Anti-Social Behaviour / Conflict / Disputes

‘Anti-social behaviour’ describes a range of activities that effect people’s enjoyment of their homes or communities, and which can lead to disputes between neighbours and families.

Restorative mediation can be used to resolve:

  • Anti-social behaviour
  • Nuisance & disorder
  • Neighbour disputes (noise, parking, boundaries, etc.)
  • Other issues of concern to the community

Hub facilitators and partners use the approach to help you build and maintain healthy relationships, resolve difficulties and repair harm when relationships breakdown.

It provides clients with valuable skills to help deal with conflict and harm. It also gives services a better way of holding those who cause anti-social behaviour accountable for their actions, whist at the same time supporting them to learn and change.

Facilitators are completely impartial and have no prior knowledge of the incident(s). They don’t judge, take sides or make decisions for participants. Rather, they will support both parties in the process of deciding what you want and create an environment where you feel safe to discuss issues in an open, respectful and confidential manner.
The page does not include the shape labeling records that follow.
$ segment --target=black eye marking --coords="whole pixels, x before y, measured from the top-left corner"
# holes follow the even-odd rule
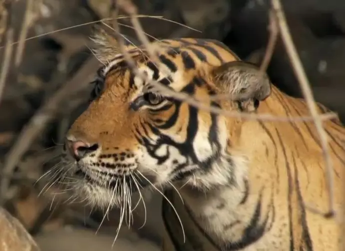
[[[144,105],[154,106],[161,104],[166,99],[165,97],[154,92],[147,92],[137,97],[131,103],[130,108],[137,111]]]
[[[99,97],[104,88],[105,76],[103,74],[103,67],[100,67],[97,71],[96,78],[90,83],[94,85],[91,93],[91,100],[92,101]]]
[[[146,92],[144,94],[143,97],[145,101],[150,105],[158,105],[164,100],[162,96],[153,92]]]

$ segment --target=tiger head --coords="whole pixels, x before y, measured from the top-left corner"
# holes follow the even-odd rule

To begin with, facilitators will visit each party at home or at a neutral venue to go through the issues you’ve had and find out how you would like them to be addressed.

After meeting both parties separately, your facilitators will offer you the opportunity to come together safely, so that each can understand the harm that’s been done and agree a fair resolution. Each is entitled to bring a supporter – often a family member or friend that’s been indirectly affected. Your facilitators will encourage communication between you in a non-confrontational and non-judgemental way, helping you explore issues amicably and reach an agreement.

The outcome of the meeting is usually a formal written agreement, negotiated by the participants in an effort to move forward in a positive direction.

The scheme complements rather than replaces the work of the police and council, who will play a key role in referring cases and providing additional support. However, where an agreement is not complied with, the case can be referred back to the police or local authority to pursue enforcement action or impose a formal sanction.